This section sets the configuration parameters for the model definition. The parameters set here are being used both by the `ssd_300()` function that builds the SSD300 model as well as further down by the constructor for the `SSDInputEncoder` object that is needed to run the training. Most of these parameters are needed to define the anchor boxes.

The parameters below are based on the original SSD300 architecture that was trained on the Pascal VOC datasets. Note that the anchor box scaling factors of the original SSD implementation vary depending on the datasets on which the models were trained. The scaling factors used for the MS COCO datasets are smaller than the scaling factors used for the Pascal VOC datasets. The reason why the list of scaling factors has 7 elements while there are only 6 predictor layers is that the last scaling factor is used for the second aspect-ratio-1 box of the last predictor layer.

As mentioned above, the parameters set below are not only needed to build the model, but are also passed to the `SSDInputEncoder` constructor further down, which is responsible for matching and encoding ground truth boxes and anchor boxes during the training. In order to do that, it needs to know the anchor box parameters.

In [2]:
# SSD300 model configuration parameters
img_height = 300 # Height of the model input images
img_width = 300 # Width of the model input images
img_channels = 3 # Number of color channels of the model input images
mean_color = [139, 121, 113] # The per-channel mean of the images in the dataset
swap_channels = [2, 1, 0] # The color channel order in the original SSD is BGR, so we'll have the model reverse the color channel order of the input images
n_classes = 2 # Number of positive classes, Real and Fake
scales_pascal = [0.1, 0.2, 0.37, 0.54, 0.71, 0.88, 1.05] # The anchor box scaling factors used in the original SSD300 for the Pascal VOC datasets
scales_coco = [0.07, 0.15, 0.33, 0.51, 0.69, 0.87, 1.05] # The anchor box scaling factors used in the original SSD300 for the MS COCO datasets
scales = scales_pascal
aspect_ratios = [[1.0, 2.0, 0.5],
                 [1.0, 2.0, 0.5, 3.0, 1.0/3.0],
                 [1.0, 2.0, 0.5, 3.0, 1.0/3.0],
                 [1.0, 2.0, 0.5, 3.0, 1.0/3.0],
                 [1.0, 2.0, 0.5],
                 [1.0, 2.0, 0.5]] # The anchor box aspect ratios used in the original SSD300; the order matters
two_boxes_for_ar1 = True
steps = [8, 16, 32, 64, 100, 300] # The space between two adjacent anchor box center points for each predictor layer
offsets = [0.5, 0.5, 0.5, 0.5, 0.5, 0.5] # The offsets of the first anchor box center points from the top and left borders of the image as a fraction of the step size for each predictor layer
clip_boxes = False # Whether or not to clip the anchor boxes to lie entirely within the image boundaries
variances = [0.1, 0.1, 0.2, 0.2] # The variances by which the encoded target coordinates are divided as in the original implementation
normalize_coords = True

## 2. Build or load the SSD300 model

Execute either 2.1 (create a new SSD300 model) *or* 2.2 (load a previously saved SSD300 model), **not** both.
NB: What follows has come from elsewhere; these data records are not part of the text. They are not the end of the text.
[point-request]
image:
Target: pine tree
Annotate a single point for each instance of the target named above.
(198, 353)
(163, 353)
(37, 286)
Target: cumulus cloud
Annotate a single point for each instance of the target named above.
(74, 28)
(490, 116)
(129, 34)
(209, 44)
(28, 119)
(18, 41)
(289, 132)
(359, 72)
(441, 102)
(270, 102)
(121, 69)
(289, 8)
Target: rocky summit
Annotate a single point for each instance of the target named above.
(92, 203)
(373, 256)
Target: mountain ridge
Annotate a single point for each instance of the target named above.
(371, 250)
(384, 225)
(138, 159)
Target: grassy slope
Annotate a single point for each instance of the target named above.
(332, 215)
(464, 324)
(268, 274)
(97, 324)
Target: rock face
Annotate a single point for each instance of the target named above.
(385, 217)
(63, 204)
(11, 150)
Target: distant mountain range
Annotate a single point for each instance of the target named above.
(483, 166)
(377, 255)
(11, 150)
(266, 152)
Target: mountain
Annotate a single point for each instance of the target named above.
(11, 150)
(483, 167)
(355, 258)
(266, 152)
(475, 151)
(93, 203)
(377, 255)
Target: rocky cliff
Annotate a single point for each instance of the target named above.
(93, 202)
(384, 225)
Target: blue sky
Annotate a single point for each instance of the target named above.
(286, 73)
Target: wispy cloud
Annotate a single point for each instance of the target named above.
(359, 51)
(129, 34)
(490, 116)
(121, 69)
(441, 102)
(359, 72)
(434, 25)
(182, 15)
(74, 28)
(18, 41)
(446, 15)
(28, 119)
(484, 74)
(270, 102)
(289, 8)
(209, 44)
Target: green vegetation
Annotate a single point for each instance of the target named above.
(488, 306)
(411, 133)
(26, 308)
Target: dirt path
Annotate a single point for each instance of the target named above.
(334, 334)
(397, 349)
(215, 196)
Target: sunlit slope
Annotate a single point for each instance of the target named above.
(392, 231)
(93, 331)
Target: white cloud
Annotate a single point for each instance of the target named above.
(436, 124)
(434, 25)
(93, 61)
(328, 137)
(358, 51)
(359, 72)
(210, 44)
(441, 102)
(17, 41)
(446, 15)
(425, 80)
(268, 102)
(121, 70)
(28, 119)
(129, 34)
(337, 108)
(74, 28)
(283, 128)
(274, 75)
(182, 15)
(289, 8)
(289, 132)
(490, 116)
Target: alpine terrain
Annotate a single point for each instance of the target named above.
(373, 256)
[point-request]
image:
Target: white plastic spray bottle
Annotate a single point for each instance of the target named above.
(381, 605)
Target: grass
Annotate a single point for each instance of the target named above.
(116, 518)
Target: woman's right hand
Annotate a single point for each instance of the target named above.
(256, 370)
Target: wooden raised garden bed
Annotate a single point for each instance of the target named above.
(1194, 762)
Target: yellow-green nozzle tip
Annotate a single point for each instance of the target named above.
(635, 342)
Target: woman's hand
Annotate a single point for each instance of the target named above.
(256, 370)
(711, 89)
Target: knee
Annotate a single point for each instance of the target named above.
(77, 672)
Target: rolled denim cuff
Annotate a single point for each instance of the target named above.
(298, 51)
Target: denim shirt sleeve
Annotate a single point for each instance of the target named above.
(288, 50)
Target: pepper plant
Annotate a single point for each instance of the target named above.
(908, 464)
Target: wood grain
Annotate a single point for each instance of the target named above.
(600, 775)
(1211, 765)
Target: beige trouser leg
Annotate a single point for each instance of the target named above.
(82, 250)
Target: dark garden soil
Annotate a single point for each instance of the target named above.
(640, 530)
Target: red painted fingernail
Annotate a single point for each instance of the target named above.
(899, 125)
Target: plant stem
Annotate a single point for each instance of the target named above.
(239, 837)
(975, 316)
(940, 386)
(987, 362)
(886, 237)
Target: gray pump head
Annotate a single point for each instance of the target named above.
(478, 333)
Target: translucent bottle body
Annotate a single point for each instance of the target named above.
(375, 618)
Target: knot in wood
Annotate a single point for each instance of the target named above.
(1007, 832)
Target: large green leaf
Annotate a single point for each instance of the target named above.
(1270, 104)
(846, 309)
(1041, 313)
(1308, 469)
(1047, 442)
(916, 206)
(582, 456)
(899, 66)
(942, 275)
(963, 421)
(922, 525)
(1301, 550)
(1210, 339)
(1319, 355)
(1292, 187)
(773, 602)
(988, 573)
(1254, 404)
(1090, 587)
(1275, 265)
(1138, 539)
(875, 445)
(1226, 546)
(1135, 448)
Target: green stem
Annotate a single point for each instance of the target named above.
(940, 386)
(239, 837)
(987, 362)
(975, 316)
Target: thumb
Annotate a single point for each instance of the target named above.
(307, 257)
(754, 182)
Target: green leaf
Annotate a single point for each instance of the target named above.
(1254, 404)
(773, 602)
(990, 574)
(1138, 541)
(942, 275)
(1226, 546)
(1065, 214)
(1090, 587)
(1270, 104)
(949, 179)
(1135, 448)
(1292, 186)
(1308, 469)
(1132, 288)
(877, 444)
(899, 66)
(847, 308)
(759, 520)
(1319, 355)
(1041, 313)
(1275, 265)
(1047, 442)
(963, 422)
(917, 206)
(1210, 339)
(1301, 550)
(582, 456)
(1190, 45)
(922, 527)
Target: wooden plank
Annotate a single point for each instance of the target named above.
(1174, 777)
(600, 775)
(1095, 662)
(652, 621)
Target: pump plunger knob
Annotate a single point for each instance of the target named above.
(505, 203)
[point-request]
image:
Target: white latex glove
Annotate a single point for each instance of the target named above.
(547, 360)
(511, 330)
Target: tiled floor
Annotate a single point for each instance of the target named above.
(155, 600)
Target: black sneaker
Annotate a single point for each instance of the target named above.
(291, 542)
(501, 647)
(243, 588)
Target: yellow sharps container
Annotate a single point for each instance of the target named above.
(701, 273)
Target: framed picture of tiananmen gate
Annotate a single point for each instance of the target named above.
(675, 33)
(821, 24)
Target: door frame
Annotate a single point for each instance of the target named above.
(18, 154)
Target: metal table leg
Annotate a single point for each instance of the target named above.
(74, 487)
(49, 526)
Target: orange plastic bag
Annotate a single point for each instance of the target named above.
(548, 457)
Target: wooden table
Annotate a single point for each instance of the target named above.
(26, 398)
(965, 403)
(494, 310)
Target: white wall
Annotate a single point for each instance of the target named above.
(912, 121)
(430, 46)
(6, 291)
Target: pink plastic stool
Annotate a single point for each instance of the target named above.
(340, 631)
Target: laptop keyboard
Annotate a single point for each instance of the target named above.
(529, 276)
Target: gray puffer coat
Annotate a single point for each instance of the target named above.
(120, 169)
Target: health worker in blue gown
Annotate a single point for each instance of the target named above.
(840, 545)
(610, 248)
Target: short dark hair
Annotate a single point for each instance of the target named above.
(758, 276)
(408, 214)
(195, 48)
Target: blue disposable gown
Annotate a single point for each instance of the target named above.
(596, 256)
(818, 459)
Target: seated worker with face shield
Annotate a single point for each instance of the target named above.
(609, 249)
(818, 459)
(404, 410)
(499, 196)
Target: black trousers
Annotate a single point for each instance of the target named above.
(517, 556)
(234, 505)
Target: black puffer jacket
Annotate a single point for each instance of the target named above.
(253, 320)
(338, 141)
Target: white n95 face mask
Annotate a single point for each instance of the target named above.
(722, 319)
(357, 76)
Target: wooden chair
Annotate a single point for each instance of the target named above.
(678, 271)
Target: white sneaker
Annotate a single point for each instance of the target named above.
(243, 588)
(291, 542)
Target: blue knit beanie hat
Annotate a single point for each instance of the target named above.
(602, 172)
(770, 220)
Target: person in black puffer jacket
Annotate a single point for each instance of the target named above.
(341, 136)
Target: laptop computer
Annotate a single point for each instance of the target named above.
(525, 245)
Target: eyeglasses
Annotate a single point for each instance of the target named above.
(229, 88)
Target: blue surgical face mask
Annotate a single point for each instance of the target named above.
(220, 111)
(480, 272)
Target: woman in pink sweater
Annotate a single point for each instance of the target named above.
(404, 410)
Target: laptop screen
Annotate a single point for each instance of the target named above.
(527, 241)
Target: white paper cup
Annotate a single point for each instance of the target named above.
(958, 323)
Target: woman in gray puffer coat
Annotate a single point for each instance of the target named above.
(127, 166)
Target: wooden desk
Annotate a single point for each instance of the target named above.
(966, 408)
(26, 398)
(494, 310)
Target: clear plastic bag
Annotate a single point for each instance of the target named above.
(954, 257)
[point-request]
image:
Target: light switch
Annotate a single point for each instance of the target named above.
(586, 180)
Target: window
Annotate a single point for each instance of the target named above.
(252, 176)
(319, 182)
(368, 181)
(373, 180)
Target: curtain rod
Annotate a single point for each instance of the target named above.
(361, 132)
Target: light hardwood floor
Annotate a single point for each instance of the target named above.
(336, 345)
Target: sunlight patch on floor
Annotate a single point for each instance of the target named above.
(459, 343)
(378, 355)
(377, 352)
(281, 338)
### 2.1 Create a new model and load trained VGG-16 weights into it

The code cell below does the following things:
1. It calls the function `ssd_300()` to build the model.
2. It then loads the weights file that is found at `weights_path` into the model. If I want to reproduce the original SSD training, load the pre-trained VGG-16 weights.
3. Finally, it compiles the model for the training. In order to do so, we're defining an optimizer (Adam) and a loss function (SSDLoss) to be passed to the `compile()` method.

The original SSD implementation uses plain SGD with momentum. But, since Adam is generally the superior optimizer, I will use this as the optimizer instead of SGD. I might need to adjust the learning rate scheduler below slightly in this case.

Note that the learning rate that is being set here doesn't matter, because further below we'll pass a learning rate scheduler to the training function, which will overwrite any learning rate set here (i.e. what matters are the learning rates that are defined by the learning rate scheduler).

`SSDLoss` is a custom Keras loss function that implements the multi-task that consists of a log loss for classification and a smooth L1 loss for localization. `neg_pos_ratio` and `alpha` are set as in the original SSD paper.

In [3]:
# 1: Build the Keras model.

K.clear_session() # Clear previous models from memory.

model = ssd_300(image_size=(img_height, img_width, img_channels),
                n_classes=n_classes,
                mode='training',
                l2_regularization=0.0005,
                scales=scales,
                aspect_ratios_per_layer=aspect_ratios,
                two_boxes_for_ar1=two_boxes_for_ar1,
                steps=steps,
                offsets=offsets,
                clip_boxes=clip_boxes,
                variances=variances,
                normalize_coords=normalize_coords,
                subtract_mean=mean_color,
                swap_channels=swap_channels)

# 2: Load the VCG-16 weights into the model.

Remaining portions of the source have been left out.